Bleomycin (Bleo) administration has been used extensively to explore mechanisms of pulmonary fibrosis in adult rodents (12–14, 36). In adult rats, intratracheal bleomycin treatment induces an early inflammatory response during the initial 10 days after instillation, followed by progressive fibrosis and striking changes in lung structure over time (12, 14). Since BPD is characterized by early inflammation with late fibroproliferation, we studied the effects of bleomycin in neonatal rats to develop a potentially useful model for BPD. We report that systemic bleomycin treatment impaired vascular and alveolar growth and caused pulmonary hypertension in neonatal rats, which may provide an additional approach for studies of mechanisms relevant to BPD. Using this animal model, we also evaluated the effects of early and prolonged iNO therapy on lung structure after Bleo treatment. We specifically sought to determine whether early, late, or prolonged iNO treatment would improve lung alveolar and vascular structure in neonatal lung injury induced by Bleo.

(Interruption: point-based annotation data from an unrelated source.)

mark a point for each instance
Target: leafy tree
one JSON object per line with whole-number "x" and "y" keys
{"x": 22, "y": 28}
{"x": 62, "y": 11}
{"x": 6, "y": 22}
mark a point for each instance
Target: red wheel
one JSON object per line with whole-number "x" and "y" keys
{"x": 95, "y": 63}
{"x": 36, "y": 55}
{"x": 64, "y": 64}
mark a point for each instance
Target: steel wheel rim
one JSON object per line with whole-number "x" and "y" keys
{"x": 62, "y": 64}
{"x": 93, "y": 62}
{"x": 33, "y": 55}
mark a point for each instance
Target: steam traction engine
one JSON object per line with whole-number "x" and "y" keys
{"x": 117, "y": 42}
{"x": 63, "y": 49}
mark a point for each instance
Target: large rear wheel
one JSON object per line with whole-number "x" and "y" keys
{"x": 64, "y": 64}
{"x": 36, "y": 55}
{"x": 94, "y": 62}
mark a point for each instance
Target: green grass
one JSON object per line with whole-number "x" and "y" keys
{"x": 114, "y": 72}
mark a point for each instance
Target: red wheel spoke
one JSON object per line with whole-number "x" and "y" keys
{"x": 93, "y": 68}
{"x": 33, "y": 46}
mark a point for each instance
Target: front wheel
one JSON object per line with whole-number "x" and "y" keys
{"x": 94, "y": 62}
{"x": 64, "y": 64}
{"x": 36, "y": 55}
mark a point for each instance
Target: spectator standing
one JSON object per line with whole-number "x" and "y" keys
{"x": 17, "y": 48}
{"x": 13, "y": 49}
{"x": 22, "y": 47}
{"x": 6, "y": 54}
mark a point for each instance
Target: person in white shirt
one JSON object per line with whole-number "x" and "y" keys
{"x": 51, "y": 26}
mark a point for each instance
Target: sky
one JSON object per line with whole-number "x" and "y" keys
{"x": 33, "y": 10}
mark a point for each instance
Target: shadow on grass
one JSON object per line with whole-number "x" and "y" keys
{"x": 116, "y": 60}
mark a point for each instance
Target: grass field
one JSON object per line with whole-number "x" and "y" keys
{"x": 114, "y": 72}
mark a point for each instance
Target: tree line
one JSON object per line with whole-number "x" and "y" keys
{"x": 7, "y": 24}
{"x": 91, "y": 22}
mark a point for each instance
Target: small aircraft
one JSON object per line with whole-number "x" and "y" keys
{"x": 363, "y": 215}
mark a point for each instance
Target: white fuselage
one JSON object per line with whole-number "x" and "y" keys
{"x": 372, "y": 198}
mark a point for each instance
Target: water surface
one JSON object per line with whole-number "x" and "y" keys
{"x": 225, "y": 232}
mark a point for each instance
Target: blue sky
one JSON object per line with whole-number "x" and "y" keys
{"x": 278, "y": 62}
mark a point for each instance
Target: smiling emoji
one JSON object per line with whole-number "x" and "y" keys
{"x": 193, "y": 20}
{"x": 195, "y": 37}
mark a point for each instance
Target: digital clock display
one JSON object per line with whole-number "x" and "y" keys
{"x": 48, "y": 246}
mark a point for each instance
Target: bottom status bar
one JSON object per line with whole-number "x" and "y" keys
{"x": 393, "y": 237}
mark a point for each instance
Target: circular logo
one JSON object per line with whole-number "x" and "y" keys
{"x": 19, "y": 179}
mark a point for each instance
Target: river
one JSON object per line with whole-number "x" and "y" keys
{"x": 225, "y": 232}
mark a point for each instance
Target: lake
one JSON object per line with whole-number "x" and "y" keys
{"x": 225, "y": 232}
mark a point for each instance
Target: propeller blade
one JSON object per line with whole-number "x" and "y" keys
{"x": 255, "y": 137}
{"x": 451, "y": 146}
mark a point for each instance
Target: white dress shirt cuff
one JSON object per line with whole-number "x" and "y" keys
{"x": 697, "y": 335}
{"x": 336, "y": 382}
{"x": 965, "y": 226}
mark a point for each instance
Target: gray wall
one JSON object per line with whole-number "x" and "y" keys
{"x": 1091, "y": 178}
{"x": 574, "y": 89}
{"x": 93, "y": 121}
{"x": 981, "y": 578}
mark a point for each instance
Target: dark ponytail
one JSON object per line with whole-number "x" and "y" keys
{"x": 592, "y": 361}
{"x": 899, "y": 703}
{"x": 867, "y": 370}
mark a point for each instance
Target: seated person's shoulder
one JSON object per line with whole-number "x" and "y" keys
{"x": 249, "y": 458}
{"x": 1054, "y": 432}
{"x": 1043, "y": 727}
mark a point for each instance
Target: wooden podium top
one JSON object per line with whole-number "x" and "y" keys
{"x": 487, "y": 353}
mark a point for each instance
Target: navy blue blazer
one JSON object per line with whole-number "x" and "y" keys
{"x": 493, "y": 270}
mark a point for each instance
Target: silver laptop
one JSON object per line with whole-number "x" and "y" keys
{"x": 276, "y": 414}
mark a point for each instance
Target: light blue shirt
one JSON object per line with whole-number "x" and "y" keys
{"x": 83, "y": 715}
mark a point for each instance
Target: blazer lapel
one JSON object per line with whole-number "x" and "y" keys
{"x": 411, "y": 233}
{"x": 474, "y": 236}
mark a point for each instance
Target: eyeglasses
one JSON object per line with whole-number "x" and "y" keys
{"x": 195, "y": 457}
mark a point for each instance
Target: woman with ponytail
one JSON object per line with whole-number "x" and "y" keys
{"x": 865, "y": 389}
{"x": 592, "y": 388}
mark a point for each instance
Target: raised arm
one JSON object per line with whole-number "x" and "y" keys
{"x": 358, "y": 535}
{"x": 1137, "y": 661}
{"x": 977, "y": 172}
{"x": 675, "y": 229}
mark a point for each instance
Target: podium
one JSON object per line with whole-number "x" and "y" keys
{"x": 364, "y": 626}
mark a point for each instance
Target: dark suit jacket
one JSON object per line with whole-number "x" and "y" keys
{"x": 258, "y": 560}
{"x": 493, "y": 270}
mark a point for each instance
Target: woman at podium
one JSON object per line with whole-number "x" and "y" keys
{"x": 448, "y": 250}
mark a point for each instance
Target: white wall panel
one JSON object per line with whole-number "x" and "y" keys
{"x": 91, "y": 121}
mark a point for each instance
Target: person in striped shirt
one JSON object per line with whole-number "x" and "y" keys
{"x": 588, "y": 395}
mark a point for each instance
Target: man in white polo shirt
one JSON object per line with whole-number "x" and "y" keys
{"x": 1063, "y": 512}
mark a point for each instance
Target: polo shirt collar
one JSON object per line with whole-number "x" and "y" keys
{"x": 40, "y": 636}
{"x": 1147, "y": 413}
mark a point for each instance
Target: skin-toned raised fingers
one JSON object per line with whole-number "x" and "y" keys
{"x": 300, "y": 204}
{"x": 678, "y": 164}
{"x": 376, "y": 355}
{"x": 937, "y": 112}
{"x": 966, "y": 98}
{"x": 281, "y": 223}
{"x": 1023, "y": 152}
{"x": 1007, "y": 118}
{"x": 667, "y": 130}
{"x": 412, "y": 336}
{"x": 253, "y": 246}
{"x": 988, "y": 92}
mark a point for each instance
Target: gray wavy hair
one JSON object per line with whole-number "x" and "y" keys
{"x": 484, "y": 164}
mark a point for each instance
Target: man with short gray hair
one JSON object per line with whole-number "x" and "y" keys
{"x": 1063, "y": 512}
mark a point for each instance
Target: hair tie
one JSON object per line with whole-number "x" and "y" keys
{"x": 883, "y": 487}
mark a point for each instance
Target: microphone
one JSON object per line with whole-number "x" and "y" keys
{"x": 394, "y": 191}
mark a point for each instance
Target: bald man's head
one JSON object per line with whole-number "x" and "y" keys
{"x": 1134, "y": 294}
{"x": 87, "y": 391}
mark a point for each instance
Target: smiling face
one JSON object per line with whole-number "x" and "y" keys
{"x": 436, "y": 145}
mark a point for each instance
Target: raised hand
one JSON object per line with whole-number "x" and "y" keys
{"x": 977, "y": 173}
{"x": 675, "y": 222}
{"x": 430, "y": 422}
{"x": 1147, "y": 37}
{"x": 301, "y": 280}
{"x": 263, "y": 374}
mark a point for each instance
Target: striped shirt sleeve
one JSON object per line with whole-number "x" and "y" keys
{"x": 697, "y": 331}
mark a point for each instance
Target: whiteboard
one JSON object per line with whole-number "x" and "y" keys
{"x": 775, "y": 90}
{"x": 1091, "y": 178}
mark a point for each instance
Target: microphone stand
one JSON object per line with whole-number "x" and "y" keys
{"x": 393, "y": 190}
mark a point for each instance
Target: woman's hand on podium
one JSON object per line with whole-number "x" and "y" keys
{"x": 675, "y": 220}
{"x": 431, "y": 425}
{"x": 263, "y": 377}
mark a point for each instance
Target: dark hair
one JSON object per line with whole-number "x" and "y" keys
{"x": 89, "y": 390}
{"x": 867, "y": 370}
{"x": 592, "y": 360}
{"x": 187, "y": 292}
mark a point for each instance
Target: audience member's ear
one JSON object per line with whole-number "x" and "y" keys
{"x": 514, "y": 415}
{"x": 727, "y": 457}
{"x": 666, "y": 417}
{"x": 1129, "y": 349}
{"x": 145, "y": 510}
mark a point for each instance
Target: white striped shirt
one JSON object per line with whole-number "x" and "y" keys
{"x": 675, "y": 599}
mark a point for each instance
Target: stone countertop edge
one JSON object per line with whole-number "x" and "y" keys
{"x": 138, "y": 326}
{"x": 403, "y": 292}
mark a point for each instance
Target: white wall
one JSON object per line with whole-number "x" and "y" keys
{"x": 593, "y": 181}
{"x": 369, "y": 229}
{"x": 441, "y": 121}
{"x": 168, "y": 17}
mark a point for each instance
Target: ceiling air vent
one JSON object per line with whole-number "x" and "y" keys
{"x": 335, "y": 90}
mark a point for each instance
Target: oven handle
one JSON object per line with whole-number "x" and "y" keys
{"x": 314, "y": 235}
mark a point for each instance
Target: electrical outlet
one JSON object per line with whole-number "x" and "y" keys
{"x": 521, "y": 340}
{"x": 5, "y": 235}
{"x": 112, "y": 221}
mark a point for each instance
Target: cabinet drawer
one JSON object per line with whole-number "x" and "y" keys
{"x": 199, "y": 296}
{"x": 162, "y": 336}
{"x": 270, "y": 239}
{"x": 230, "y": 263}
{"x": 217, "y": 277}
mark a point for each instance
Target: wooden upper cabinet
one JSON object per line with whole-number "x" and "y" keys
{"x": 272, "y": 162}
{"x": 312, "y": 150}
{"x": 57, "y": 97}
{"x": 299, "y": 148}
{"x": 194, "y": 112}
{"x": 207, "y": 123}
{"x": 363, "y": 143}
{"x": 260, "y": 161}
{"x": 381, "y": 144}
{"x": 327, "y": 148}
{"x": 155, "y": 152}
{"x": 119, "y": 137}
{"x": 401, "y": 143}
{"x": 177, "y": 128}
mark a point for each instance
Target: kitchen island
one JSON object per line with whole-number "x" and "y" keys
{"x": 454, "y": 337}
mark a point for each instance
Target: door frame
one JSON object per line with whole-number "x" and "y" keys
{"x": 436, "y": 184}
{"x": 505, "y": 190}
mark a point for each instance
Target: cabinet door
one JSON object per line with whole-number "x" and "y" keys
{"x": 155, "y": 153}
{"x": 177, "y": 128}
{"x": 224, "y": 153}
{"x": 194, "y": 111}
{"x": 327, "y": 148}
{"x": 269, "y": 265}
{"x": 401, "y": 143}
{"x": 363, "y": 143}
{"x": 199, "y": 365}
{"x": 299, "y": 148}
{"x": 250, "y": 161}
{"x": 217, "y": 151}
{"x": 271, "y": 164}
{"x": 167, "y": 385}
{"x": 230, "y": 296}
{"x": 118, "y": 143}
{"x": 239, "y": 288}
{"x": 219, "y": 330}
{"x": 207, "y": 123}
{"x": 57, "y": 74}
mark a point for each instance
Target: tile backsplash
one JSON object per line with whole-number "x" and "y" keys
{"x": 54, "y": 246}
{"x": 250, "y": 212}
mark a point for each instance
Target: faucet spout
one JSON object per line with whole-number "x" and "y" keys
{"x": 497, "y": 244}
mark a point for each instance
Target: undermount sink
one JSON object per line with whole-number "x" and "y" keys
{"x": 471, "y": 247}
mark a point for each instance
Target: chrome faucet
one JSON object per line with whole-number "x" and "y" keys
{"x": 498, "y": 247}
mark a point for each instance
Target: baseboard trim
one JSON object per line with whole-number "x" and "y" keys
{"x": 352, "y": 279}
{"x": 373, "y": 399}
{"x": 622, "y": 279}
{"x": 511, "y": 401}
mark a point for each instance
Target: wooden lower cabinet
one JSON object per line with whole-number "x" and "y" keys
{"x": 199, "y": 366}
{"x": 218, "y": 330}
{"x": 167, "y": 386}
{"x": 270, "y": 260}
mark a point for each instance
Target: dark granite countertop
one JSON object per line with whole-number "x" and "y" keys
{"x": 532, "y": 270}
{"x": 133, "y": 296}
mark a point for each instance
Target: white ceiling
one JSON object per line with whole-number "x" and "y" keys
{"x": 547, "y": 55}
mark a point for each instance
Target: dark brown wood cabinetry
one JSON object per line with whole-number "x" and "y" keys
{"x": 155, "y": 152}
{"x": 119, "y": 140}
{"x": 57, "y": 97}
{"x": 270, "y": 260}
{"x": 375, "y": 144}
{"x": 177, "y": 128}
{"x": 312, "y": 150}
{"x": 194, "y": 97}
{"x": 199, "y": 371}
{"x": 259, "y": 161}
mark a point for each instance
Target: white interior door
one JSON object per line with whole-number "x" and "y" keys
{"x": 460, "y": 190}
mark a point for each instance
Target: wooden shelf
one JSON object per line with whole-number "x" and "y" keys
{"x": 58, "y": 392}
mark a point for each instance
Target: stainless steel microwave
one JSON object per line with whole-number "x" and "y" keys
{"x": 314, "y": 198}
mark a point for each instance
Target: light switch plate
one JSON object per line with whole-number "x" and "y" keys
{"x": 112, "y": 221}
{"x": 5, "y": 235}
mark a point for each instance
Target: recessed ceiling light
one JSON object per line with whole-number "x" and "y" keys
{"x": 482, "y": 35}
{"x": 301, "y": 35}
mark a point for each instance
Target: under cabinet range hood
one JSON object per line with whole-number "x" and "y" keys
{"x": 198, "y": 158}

All procedures and protocols were approved by the Animal Care and Use Committee at the University of Colorado Health Sciences Center. Pregnant Sprague-Dawley rats were purchased (Harlan Laboratories, Indianapolis, IN) and maintained at Denver's altitude [1,600 m; barometric pressure, 630 mmHg; inspired oxygen pressure (PiO2), 122 mmHg] for at least 1 wk before giving birth. Pups were delivered naturally (on day 21), and the litter size was maintained at 10–12 pups. Animals were fed ad libitum and exposed to 12:12-h light-dark cycles throughout the study period.
We designed this study to assess the effects of inhaled NO (iNO) treatment on pulmonary vascular structure and lung growth in a model of neonatal lung injury and pulmonary hypertension induced by daily Bleo injections. We evaluated whether iNO could prevent (early treatment concomitant with Bleo injections) or rescue (late treatment during the week of recovery after Bleo injections) lung structure from the adverse effects of Bleo. Furthermore, the combination of early and late iNO treatment was evaluated to assess the effects of prolonged therapy on Bleo-induced alterations of lung architecture.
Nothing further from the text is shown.